Spanish bond yields touched 6.16 percent yesterday, their highest this year and closer to the 7 percent level that caused its neighbors to seek bailouts. Credit-default swaps signaled a 37 percent chance the euro area’s fourth-biggest economy will default, prompting Spanish officials to call for additional help from the European Central Bank. Economy Minister Luis de Guindos was due to meet ECB President Mario Draghi in Frankfurt today.
“The expectation is that Spain can make it -- while the widening bond spreads we’ve seen should be taken as a warning shot from markets,” Norbert Barthle, the parliamentary budget spokesman for Merkel’s Christian Democratic Union, said by phone today. “There’s no Spanish bailout talk in Berlin.”
Spanish Prime Minister Mariano Rajoy has the capacity to calm financial-market jitters by “sticking to his word on budget savings,” CDU deputy caucus chairman Michael Meister said in a separate interview. Further spending cuts may be necessary to meet budget targets Germany because “we in Germany can accept one revision only.”
Germany faces criticism for its anti-crisis policy of spending cuts from economists such as Nobel laureate Paul Krugman. Spain needs a new remedy to its ills since its story “bears no resemblance to the morality tales so popular among European officials, especially in Germany,” Krugman said yesterday in a New York Times article headlined “Europe’s economic suicide.”
Billionaire investor George Soros told a conference in Berlin last week that Europe’s German-inspired fiscal compact to promote budgetary discipline can’t work in its current format and that the euro is “broken and needs to be fixed.”
“I know the concerns” of Soros, Schaeuble said in his interview. “I don’t share them.”

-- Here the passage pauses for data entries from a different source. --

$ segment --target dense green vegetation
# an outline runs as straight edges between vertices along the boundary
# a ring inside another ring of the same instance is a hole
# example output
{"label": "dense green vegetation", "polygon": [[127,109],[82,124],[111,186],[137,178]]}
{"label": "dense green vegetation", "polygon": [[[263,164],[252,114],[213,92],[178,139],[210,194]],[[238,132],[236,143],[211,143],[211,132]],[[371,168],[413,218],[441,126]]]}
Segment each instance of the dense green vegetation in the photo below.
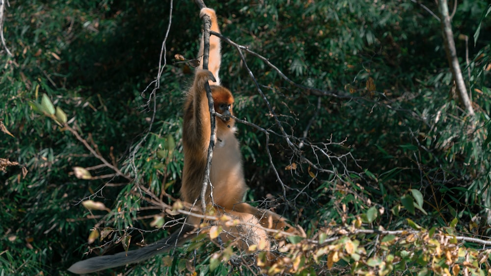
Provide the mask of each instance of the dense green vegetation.
{"label": "dense green vegetation", "polygon": [[[491,5],[458,1],[452,20],[472,117],[452,92],[441,26],[428,11],[437,6],[423,2],[205,1],[225,36],[289,79],[222,43],[221,79],[237,117],[270,131],[238,124],[246,201],[307,235],[288,239],[270,273],[283,265],[312,275],[491,269],[489,250],[463,240],[491,235]],[[68,275],[89,248],[110,254],[168,235],[175,224],[156,204],[179,196],[183,93],[193,72],[174,56],[195,57],[197,5],[9,3],[0,49],[0,275]],[[42,114],[50,102],[65,126]],[[112,271],[261,269],[253,254],[206,238],[191,244],[177,257]]]}

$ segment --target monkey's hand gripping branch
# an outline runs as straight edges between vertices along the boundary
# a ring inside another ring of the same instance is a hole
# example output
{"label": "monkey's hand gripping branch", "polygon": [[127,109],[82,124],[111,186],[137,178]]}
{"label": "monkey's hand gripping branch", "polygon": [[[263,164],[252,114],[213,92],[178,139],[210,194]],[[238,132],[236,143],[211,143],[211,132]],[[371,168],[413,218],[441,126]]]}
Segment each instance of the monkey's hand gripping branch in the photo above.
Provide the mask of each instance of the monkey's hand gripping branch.
{"label": "monkey's hand gripping branch", "polygon": [[[208,15],[205,15],[203,17],[203,69],[208,70],[208,60],[210,57],[210,29],[211,27],[212,20]],[[206,162],[206,172],[205,174],[205,177],[203,180],[203,185],[201,187],[201,208],[203,213],[204,214],[206,210],[206,189],[209,184],[211,186],[212,183],[210,180],[210,170],[211,168],[212,158],[213,157],[213,149],[215,147],[215,138],[217,136],[216,122],[215,122],[215,107],[213,105],[213,98],[212,97],[211,88],[210,88],[210,84],[206,82],[205,83],[205,90],[206,91],[206,98],[208,99],[208,108],[210,110],[210,123],[211,124],[211,135],[210,137],[210,145],[208,146],[208,154]],[[213,188],[213,186],[211,186]],[[213,192],[213,191],[212,191]],[[212,197],[213,199],[213,197]]]}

“I think many haven’t really understood what European integration is,” he said. “It’s something new and that’s something they don’t really understand. We’re creating step by step a common financial policy in addition to the monetary policy we already have. And the fact that we didn’t have this from the start is something he couldn’t really understand.”

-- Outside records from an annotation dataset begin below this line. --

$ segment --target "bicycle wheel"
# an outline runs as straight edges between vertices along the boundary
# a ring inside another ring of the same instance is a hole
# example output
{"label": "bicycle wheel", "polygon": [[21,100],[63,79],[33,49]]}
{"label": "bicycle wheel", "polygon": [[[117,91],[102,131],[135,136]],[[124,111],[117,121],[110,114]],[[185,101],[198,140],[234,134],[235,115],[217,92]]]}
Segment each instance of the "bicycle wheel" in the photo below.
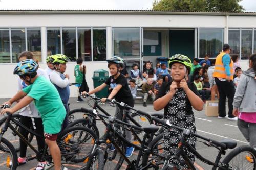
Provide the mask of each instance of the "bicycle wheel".
{"label": "bicycle wheel", "polygon": [[[115,140],[121,149],[122,152],[125,155],[126,153],[126,146],[124,143],[120,139],[117,138]],[[110,146],[111,147],[114,147],[112,144],[110,144]],[[121,156],[120,153],[115,149],[113,151],[109,151],[108,153],[106,152],[105,153],[104,158],[105,162],[104,169],[120,169],[123,165],[123,160],[124,160],[124,158]],[[125,168],[125,166],[124,166],[123,168]]]}
{"label": "bicycle wheel", "polygon": [[[147,115],[143,115],[140,114],[139,115],[137,114],[132,114],[131,115],[131,117],[136,121],[137,122],[141,127],[145,127],[146,126],[148,126],[150,124],[153,124],[153,122],[151,120],[151,117],[148,117]],[[130,121],[130,123],[134,124],[132,122]],[[140,131],[139,130],[133,129],[135,132],[136,133],[136,134],[138,135],[138,137],[140,138],[140,140],[142,141],[143,140],[143,138],[144,136],[146,135],[146,133],[143,131]],[[147,134],[146,137],[147,139],[146,139],[146,144],[147,143],[150,143],[150,142],[152,140],[153,138],[154,135],[153,134]],[[137,138],[136,137],[135,135],[133,135],[132,137],[132,143],[133,143],[134,144],[138,145],[140,146],[140,143],[139,141],[139,140],[137,139]]]}
{"label": "bicycle wheel", "polygon": [[101,150],[97,150],[93,156],[90,158],[86,170],[103,170],[104,169],[104,153]]}
{"label": "bicycle wheel", "polygon": [[[19,117],[20,116],[19,114],[14,114],[12,115],[12,117],[14,118],[16,120],[17,120],[18,122],[19,122]],[[0,128],[3,128],[4,127],[6,120],[6,117],[3,117],[2,119],[0,120]],[[12,121],[10,121],[10,123],[15,128],[15,129],[17,131],[19,131],[19,128],[20,128],[20,127],[17,126]],[[17,135],[17,134],[13,132],[11,129],[8,128],[7,129],[7,131],[5,132],[5,135],[4,135],[4,136],[6,139],[7,139],[9,142],[10,142],[12,143],[12,144],[13,145],[13,147],[14,147],[16,151],[16,152],[19,151],[19,150],[20,149],[19,147],[19,137]],[[32,140],[33,137],[34,135],[33,135],[33,134],[29,133],[28,136],[28,141],[30,142]]]}
{"label": "bicycle wheel", "polygon": [[164,160],[163,133],[158,135],[154,138],[147,147],[153,150],[151,153],[146,152],[144,154],[142,158],[142,166],[145,166],[150,162],[153,164],[161,164],[160,162],[162,162],[163,163]]}
{"label": "bicycle wheel", "polygon": [[69,122],[71,123],[75,120],[84,118],[88,116],[88,113],[83,111],[80,108],[72,110],[69,113]]}
{"label": "bicycle wheel", "polygon": [[0,145],[0,169],[16,169],[18,166],[18,157],[14,148],[3,137]]}
{"label": "bicycle wheel", "polygon": [[62,164],[69,169],[83,169],[87,159],[95,141],[98,139],[91,130],[75,126],[66,129],[58,136]]}
{"label": "bicycle wheel", "polygon": [[256,150],[249,146],[239,147],[227,155],[222,163],[228,165],[228,169],[256,169]]}
{"label": "bicycle wheel", "polygon": [[67,128],[72,127],[76,126],[84,126],[91,129],[98,137],[99,137],[99,132],[97,126],[93,122],[92,125],[89,125],[90,119],[81,118],[74,120],[69,124]]}

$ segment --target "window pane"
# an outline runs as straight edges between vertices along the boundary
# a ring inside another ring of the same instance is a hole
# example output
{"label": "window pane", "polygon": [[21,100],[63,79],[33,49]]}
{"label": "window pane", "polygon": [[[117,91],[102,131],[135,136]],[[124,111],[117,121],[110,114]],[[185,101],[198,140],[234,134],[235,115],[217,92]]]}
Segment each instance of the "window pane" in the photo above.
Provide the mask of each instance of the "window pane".
{"label": "window pane", "polygon": [[10,63],[9,30],[0,30],[0,63]]}
{"label": "window pane", "polygon": [[18,62],[20,53],[26,51],[25,29],[12,29],[12,62]]}
{"label": "window pane", "polygon": [[240,30],[228,30],[228,44],[231,51],[230,55],[240,55]]}
{"label": "window pane", "polygon": [[113,28],[114,55],[123,58],[140,57],[139,28]]}
{"label": "window pane", "polygon": [[206,54],[209,55],[210,57],[216,57],[221,51],[223,31],[222,29],[200,29],[199,57],[204,57]]}
{"label": "window pane", "polygon": [[27,29],[28,50],[33,53],[34,57],[41,62],[41,30]]}
{"label": "window pane", "polygon": [[106,61],[106,30],[93,30],[93,61]]}
{"label": "window pane", "polygon": [[253,53],[256,53],[256,30],[254,30],[254,52]]}
{"label": "window pane", "polygon": [[60,30],[47,30],[47,55],[60,53]]}
{"label": "window pane", "polygon": [[248,59],[252,53],[252,30],[242,30],[241,51],[241,59]]}
{"label": "window pane", "polygon": [[76,61],[76,30],[62,30],[63,53],[71,61]]}
{"label": "window pane", "polygon": [[92,61],[91,47],[91,29],[77,30],[78,38],[78,57],[84,61]]}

Muenster Cathedral Address
Merkel may be propelled by domestic electoral arithmetic to listen to opposition calls to do more to fight the crisis. With support collapsing for her Free Democratic national coalition partner, Merkel’s chances of winning a third term next year might hinge on her willingness to hook up with the Social Democrats in a rerun of her “grand coalition” of 2005-2009. The opposition SPD backs joint euro-area bonds to stop what it calls the “downward spiral” of “eternal rescues.”
Merkel, addressing CDU supporters yesterday on the square outside Muenster cathedral, did not mention Spain during what was the first of 15 campaign stops in 25 days. Schleswig-Holstein votes on May 6, followed by North Rhine-Westphalia, which with almost a quarter of Germany’s 82 million people is a bellwether for national political fortunes.
The chancellor is campaigning to recapture North Rhine-Westphalia after the Social Democrats took the state from the CDU at a vote in May 2010, days after she backtracked and agreed to a first bailout in Greece. The result deprived Merkel of her majority in the national parliament’s upper house, the Bundesrat, where states are represented.
Polls suggest her party is facing an uphill struggle to win back the state. The Social Democrats lead by 40 percent to the CDU’s 29 percent, an Info poll for Wirtschaftswoche magazine showed on April 14. With the Greens at 10 percent and the Free Democrats at 3 percent, the SPD-Greens coalition government that displaced her bloc in 2010 may be poised to resume power. Info polled 1,005 voters on April 4-7. No margin of error was given.
Voters in the state face a choice between “living on borrowed money” and “a good future for you and your children” that requires reducing debt, Merkel said. Differences over the importance of cutting debt are “the focus” of the campaign.